Zum Abschluss noch eine sehr interessante Studie aus Kanada, wo man einem Problem nachgegangen ist, mit dem wir auch häufig konfrontiert sind, nämlich was man mit akut dekompensierten Patienten macht, die ins Krankenhaus kommen. Nimmt man sie auf oder schickt man sie wieder nach Hause in die ambulante Betreuung? Da fehlte uns bisher die Risikostratifizierung.

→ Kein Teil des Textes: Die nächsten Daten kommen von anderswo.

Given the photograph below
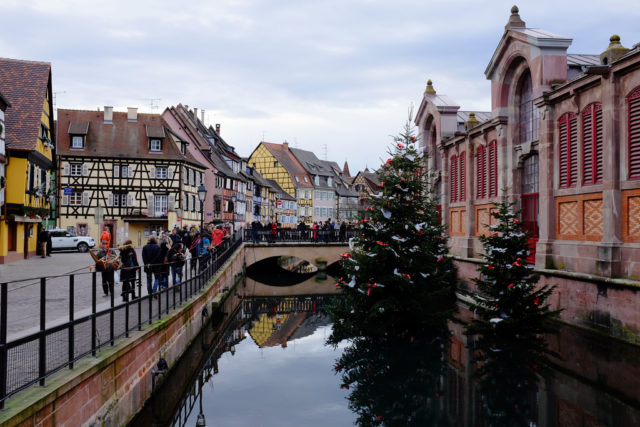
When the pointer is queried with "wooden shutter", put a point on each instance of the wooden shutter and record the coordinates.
(562, 152)
(150, 205)
(453, 178)
(493, 169)
(573, 150)
(480, 173)
(634, 134)
(462, 172)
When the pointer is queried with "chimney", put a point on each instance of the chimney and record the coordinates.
(132, 114)
(108, 114)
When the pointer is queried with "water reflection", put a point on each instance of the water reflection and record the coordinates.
(266, 364)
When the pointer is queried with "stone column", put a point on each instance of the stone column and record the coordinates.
(609, 250)
(546, 201)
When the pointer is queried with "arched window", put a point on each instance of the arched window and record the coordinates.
(633, 103)
(493, 168)
(568, 150)
(481, 173)
(527, 113)
(592, 144)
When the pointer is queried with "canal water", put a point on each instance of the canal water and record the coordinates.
(266, 364)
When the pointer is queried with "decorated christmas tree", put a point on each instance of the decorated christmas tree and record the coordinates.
(398, 279)
(511, 311)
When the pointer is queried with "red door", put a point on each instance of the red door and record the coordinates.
(530, 222)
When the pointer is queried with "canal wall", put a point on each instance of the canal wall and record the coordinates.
(600, 304)
(110, 389)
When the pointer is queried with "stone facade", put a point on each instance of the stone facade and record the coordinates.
(563, 139)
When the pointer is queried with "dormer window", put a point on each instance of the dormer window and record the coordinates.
(77, 141)
(155, 145)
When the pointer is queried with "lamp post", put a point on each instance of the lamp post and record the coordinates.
(233, 224)
(202, 194)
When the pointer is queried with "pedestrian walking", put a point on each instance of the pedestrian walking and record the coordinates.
(150, 253)
(130, 265)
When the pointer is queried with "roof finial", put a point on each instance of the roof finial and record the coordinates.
(514, 19)
(430, 90)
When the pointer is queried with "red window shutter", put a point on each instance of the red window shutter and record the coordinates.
(562, 155)
(453, 178)
(493, 169)
(597, 144)
(634, 134)
(573, 149)
(480, 173)
(462, 173)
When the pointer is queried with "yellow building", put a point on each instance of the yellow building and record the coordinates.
(30, 143)
(276, 162)
(124, 171)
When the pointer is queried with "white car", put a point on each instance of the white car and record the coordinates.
(62, 239)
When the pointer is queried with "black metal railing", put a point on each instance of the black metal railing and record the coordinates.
(295, 235)
(31, 358)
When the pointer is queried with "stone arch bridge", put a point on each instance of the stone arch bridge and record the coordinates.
(315, 253)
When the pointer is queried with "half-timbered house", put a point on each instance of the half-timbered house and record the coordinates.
(126, 171)
(30, 144)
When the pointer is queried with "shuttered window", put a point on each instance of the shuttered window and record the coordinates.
(493, 169)
(462, 172)
(568, 162)
(592, 144)
(481, 173)
(453, 178)
(634, 134)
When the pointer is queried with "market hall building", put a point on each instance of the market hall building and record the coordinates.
(563, 137)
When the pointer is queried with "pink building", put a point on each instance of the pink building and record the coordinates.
(563, 137)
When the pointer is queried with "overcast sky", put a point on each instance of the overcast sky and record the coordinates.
(339, 74)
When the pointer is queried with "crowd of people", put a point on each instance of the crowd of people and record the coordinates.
(319, 231)
(165, 255)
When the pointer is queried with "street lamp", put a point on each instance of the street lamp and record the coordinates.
(202, 193)
(233, 224)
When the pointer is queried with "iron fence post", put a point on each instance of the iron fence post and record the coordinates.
(139, 275)
(93, 313)
(42, 347)
(3, 343)
(71, 318)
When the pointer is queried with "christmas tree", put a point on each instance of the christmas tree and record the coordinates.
(398, 279)
(511, 311)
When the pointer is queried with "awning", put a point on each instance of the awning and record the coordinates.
(20, 218)
(145, 219)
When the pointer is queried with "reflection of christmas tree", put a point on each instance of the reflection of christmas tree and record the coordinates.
(398, 279)
(394, 382)
(512, 314)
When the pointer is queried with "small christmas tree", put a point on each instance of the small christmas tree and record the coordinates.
(511, 312)
(398, 279)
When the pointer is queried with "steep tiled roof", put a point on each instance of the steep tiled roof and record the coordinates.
(24, 85)
(283, 154)
(119, 139)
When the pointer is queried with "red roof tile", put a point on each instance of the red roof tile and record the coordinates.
(24, 85)
(120, 138)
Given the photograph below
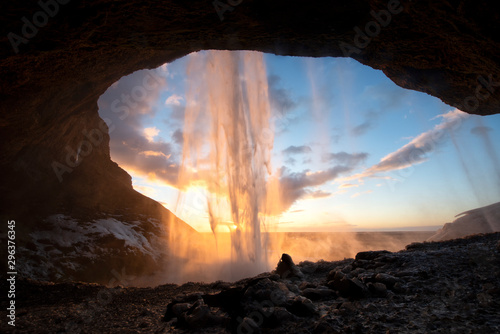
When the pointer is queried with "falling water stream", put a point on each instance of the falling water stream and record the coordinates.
(228, 139)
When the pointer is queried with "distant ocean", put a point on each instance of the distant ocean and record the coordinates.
(334, 246)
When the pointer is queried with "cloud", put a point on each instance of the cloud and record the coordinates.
(345, 158)
(361, 193)
(297, 150)
(481, 130)
(178, 137)
(369, 123)
(318, 194)
(126, 106)
(294, 185)
(280, 98)
(418, 149)
(388, 96)
(347, 185)
(150, 133)
(174, 99)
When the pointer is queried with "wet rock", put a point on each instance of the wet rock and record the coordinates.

Das wurde in Kanada jetzt in der COACH-Studie untersucht mit einem sehr ausgeklügelten Risikofaktor-Schema, über das ich hier nicht im Detail berichten möchte [6]. Das können Sie im New England Journal of Medicine nachlesen [7].

Diese Risikostratifizierung führte dazu, dass man etwa 20% der Menschen nach Hause entlassen konnte, die anderen 80% wurden hospitalisiert. Mit dieser Strategie konnte tatsächlich ein Überlebensvorteil erreicht werden. Die Effekte sind nicht dramatisch, etwa 12% Reduktion des primären Endpunkts aus Gesamtsterblichkeit oder Hospitalisierung wegen kardiovaskulärer Erkrankungen innerhalb von 30 Tagen, aber signifikant. Wir können damit möglicherweise in Zukunft etwas für unsere deutschen Verhältnisse entwickeln, was uns eine bessere Handhabe zur Risikostratifizierung bei Patienten mit akuter Dekompensation einer Herzinsuffizienz geben wird.

Das waren bisher die Highlights, es werden z.B. noch einige Studien zu rhythmologischen Fragestellungen präsentiert werden.